# Picture Size



## BloodShotI'z (Aug 6, 2007)

*I noticed that RIU is now asking me to resize my pictures before they can post. Max size is 800x800 from a jpeg.*

*Is this temporary or have things changed? It sucks if you're in the middle of a journal.*


----------



## morp (Aug 6, 2007)

init. i noticed this. you can download free picture resizing software, but it still sucks. was one of the main advantages of rollitup over other forums.


----------



## BloodShotI'z (Aug 6, 2007)

*Yep...I guess my journal is over with...I have Photoshop...but not the patience to sit there and resize every pic I want to upload.*


----------



## potroastV2 (Aug 6, 2007)

I have turned the re-sizer back on... 800x800 we increased it from previous, I have also made it so the max file size is 3mb instead of 2. Give that a shot blood.


----------



## BloodShotI'z (Aug 6, 2007)

*Much appreciated, RIU.*


----------



## cincismoker (Aug 6, 2007)

i noticed the same problem when i can get the attached thumbnail thing to even open. idk if any body else if haveing this problem but it sucks ive had to make a photobucket jus to post pics. wats the deal?


----------



## morp (Aug 6, 2007)

cheers rollitup


----------



## potroastV2 (Aug 7, 2007)

cincismoker said:


> i noticed the same problem when i can get the attached thumbnail thing to even open. idk if any body else if haveing this problem but it sucks ive had to make a photobucket jus to post pics. wats the deal?

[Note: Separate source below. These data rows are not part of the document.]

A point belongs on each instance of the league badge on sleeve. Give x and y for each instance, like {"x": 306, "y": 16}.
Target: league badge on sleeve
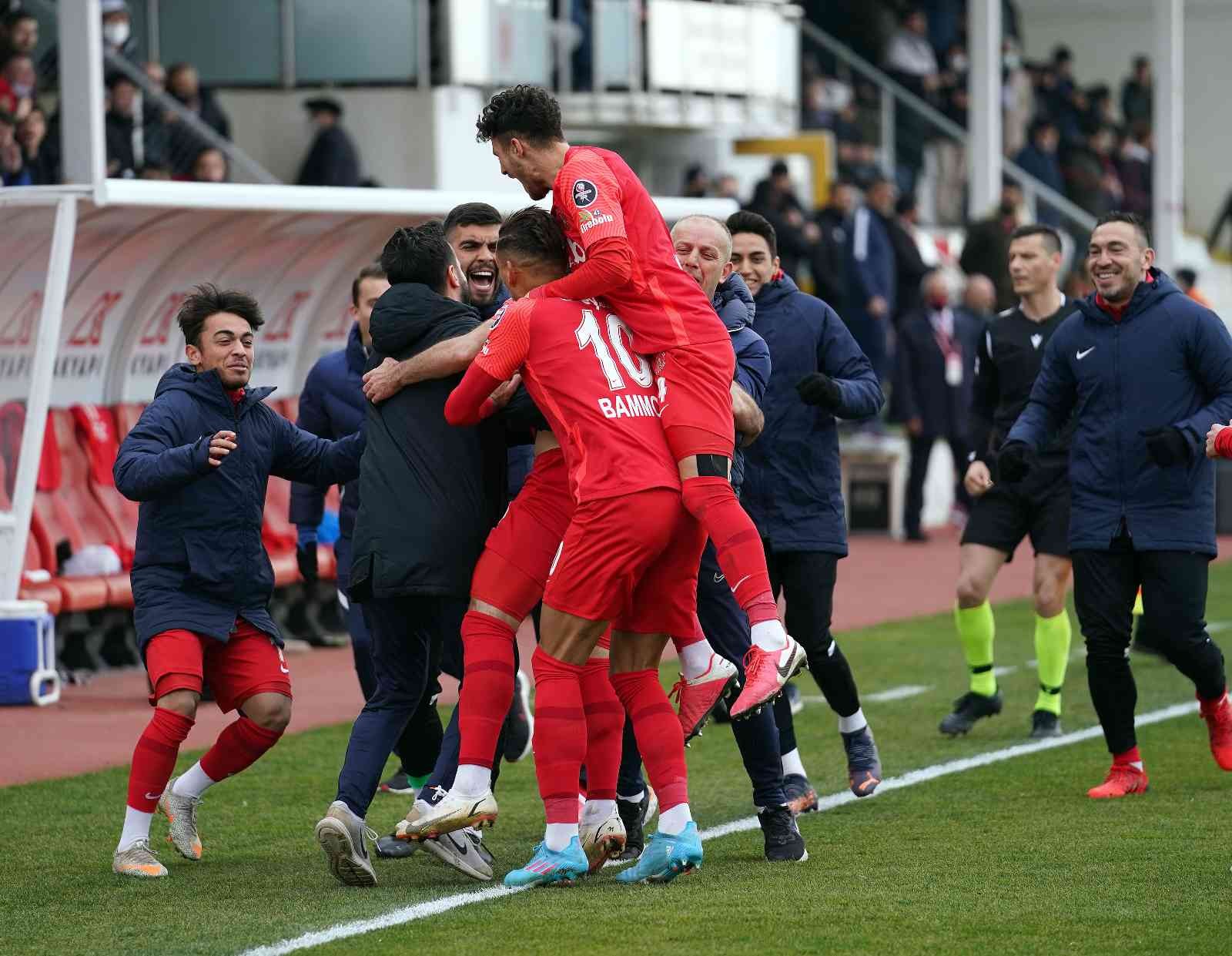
{"x": 584, "y": 193}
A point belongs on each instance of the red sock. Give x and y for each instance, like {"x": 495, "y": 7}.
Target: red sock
{"x": 737, "y": 542}
{"x": 560, "y": 734}
{"x": 658, "y": 733}
{"x": 488, "y": 686}
{"x": 154, "y": 758}
{"x": 237, "y": 748}
{"x": 605, "y": 731}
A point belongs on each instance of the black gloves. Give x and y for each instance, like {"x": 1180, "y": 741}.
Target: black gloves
{"x": 1167, "y": 446}
{"x": 1012, "y": 464}
{"x": 819, "y": 388}
{"x": 306, "y": 557}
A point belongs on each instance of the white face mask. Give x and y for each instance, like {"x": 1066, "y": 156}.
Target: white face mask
{"x": 116, "y": 35}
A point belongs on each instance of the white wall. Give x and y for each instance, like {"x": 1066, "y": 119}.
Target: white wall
{"x": 1104, "y": 39}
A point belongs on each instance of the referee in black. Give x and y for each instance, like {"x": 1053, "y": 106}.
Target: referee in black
{"x": 1146, "y": 371}
{"x": 1010, "y": 351}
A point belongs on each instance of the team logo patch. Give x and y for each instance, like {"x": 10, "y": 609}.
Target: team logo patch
{"x": 584, "y": 193}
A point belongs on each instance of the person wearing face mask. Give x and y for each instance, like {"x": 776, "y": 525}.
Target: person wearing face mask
{"x": 986, "y": 248}
{"x": 1146, "y": 374}
{"x": 934, "y": 371}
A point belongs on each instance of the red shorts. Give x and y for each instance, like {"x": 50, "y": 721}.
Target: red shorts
{"x": 248, "y": 663}
{"x": 695, "y": 394}
{"x": 517, "y": 556}
{"x": 624, "y": 551}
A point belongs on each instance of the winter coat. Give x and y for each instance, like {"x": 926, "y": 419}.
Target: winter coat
{"x": 792, "y": 475}
{"x": 1167, "y": 362}
{"x": 200, "y": 561}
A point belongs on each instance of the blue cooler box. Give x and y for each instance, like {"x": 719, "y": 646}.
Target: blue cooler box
{"x": 28, "y": 654}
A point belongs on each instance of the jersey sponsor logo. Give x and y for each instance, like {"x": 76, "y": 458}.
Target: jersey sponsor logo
{"x": 584, "y": 193}
{"x": 591, "y": 220}
{"x": 630, "y": 407}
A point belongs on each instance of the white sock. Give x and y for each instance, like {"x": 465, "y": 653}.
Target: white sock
{"x": 769, "y": 635}
{"x": 558, "y": 834}
{"x": 598, "y": 810}
{"x": 471, "y": 780}
{"x": 673, "y": 820}
{"x": 695, "y": 659}
{"x": 192, "y": 783}
{"x": 792, "y": 764}
{"x": 137, "y": 827}
{"x": 853, "y": 723}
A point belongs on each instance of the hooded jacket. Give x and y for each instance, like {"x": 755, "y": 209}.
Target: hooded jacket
{"x": 429, "y": 491}
{"x": 1166, "y": 362}
{"x": 200, "y": 561}
{"x": 792, "y": 477}
{"x": 333, "y": 405}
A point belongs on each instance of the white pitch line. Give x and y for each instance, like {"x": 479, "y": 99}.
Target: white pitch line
{"x": 444, "y": 904}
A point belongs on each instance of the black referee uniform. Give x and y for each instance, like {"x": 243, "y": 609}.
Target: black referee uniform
{"x": 1010, "y": 354}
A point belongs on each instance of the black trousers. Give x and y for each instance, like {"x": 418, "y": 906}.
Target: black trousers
{"x": 922, "y": 446}
{"x": 807, "y": 579}
{"x": 408, "y": 645}
{"x": 1174, "y": 590}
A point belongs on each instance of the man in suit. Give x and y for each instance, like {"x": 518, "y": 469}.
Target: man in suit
{"x": 933, "y": 378}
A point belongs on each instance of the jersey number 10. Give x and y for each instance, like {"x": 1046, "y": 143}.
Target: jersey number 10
{"x": 589, "y": 334}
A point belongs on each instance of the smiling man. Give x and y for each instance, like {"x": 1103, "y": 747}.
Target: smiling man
{"x": 199, "y": 461}
{"x": 1147, "y": 371}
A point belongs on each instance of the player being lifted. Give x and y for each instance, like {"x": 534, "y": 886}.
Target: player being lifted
{"x": 1006, "y": 513}
{"x": 620, "y": 250}
{"x": 628, "y": 559}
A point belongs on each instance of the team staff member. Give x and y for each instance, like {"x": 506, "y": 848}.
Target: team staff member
{"x": 792, "y": 481}
{"x": 1010, "y": 351}
{"x": 199, "y": 461}
{"x": 1149, "y": 372}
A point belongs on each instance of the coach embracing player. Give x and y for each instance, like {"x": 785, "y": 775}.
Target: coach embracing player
{"x": 1147, "y": 372}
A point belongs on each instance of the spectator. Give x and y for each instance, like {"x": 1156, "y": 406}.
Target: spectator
{"x": 934, "y": 371}
{"x": 1090, "y": 178}
{"x": 1133, "y": 166}
{"x": 1137, "y": 92}
{"x": 909, "y": 263}
{"x": 129, "y": 144}
{"x": 209, "y": 166}
{"x": 1187, "y": 279}
{"x": 874, "y": 275}
{"x": 979, "y": 296}
{"x": 37, "y": 154}
{"x": 1040, "y": 159}
{"x": 332, "y": 160}
{"x": 12, "y": 169}
{"x": 18, "y": 86}
{"x": 986, "y": 248}
{"x": 829, "y": 261}
{"x": 696, "y": 183}
{"x": 18, "y": 33}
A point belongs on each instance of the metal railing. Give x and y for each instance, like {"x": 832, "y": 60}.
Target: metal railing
{"x": 893, "y": 92}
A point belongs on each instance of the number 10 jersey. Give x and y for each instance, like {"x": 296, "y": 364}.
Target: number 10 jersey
{"x": 599, "y": 396}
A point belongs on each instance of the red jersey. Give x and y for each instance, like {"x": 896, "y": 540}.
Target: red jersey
{"x": 597, "y": 393}
{"x": 597, "y": 196}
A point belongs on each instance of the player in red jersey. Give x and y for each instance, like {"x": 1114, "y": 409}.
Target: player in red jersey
{"x": 630, "y": 555}
{"x": 620, "y": 250}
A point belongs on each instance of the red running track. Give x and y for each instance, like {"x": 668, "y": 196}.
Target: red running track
{"x": 96, "y": 726}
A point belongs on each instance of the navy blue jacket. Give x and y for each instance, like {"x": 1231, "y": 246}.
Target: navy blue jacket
{"x": 1167, "y": 362}
{"x": 733, "y": 302}
{"x": 921, "y": 390}
{"x": 792, "y": 475}
{"x": 200, "y": 561}
{"x": 332, "y": 405}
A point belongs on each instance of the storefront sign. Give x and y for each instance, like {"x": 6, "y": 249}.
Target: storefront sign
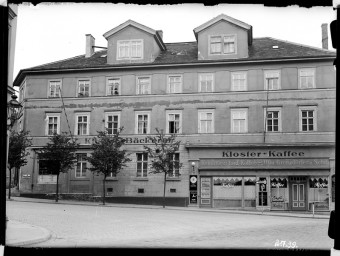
{"x": 278, "y": 163}
{"x": 264, "y": 154}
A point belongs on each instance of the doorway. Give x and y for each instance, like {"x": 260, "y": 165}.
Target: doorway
{"x": 298, "y": 185}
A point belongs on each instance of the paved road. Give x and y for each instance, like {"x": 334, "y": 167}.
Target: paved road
{"x": 104, "y": 226}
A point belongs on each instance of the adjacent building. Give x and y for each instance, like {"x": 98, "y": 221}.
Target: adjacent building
{"x": 255, "y": 116}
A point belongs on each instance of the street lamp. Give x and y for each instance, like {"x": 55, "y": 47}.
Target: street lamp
{"x": 14, "y": 112}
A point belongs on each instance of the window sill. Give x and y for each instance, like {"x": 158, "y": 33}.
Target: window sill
{"x": 141, "y": 179}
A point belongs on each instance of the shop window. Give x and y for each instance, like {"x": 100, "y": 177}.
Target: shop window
{"x": 279, "y": 193}
{"x": 318, "y": 193}
{"x": 263, "y": 193}
{"x": 227, "y": 192}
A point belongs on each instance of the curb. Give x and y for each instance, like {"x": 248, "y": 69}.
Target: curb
{"x": 45, "y": 234}
{"x": 268, "y": 213}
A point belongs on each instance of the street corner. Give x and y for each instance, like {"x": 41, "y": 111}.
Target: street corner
{"x": 20, "y": 234}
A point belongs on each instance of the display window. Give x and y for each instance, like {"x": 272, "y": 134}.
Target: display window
{"x": 318, "y": 193}
{"x": 279, "y": 193}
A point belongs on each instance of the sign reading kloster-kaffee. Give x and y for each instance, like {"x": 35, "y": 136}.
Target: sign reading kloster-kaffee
{"x": 263, "y": 154}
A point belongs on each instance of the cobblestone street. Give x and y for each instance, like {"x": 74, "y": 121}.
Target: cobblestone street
{"x": 105, "y": 226}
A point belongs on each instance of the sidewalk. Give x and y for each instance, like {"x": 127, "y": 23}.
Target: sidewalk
{"x": 17, "y": 232}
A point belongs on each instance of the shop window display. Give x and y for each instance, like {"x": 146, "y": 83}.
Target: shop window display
{"x": 227, "y": 192}
{"x": 279, "y": 193}
{"x": 318, "y": 193}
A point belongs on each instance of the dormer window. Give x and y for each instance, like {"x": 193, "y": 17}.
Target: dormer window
{"x": 222, "y": 44}
{"x": 129, "y": 49}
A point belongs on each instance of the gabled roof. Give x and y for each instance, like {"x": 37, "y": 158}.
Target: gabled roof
{"x": 227, "y": 19}
{"x": 262, "y": 49}
{"x": 127, "y": 23}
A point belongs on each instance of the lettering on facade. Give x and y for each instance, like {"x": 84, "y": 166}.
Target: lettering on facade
{"x": 264, "y": 163}
{"x": 267, "y": 154}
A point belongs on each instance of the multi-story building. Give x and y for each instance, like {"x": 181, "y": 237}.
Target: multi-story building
{"x": 255, "y": 116}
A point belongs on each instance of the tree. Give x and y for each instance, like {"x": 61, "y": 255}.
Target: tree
{"x": 18, "y": 142}
{"x": 107, "y": 156}
{"x": 163, "y": 156}
{"x": 59, "y": 154}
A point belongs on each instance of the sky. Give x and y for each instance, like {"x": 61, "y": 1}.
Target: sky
{"x": 56, "y": 31}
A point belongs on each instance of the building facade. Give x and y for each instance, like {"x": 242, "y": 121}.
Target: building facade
{"x": 255, "y": 116}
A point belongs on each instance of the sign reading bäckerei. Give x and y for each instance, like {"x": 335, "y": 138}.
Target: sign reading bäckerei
{"x": 264, "y": 163}
{"x": 264, "y": 154}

More then likely you picture is bigger then 3mb or the file type of your picture is not supported, in the support section there is a sticky for resizing pictures.


----------



## cincismoker (Aug 7, 2007)

rollitup said:


> More then likely you picture is bigger then 3mb or the file type of your picture is not supported, in the support section there is a sticky for resizing pictures.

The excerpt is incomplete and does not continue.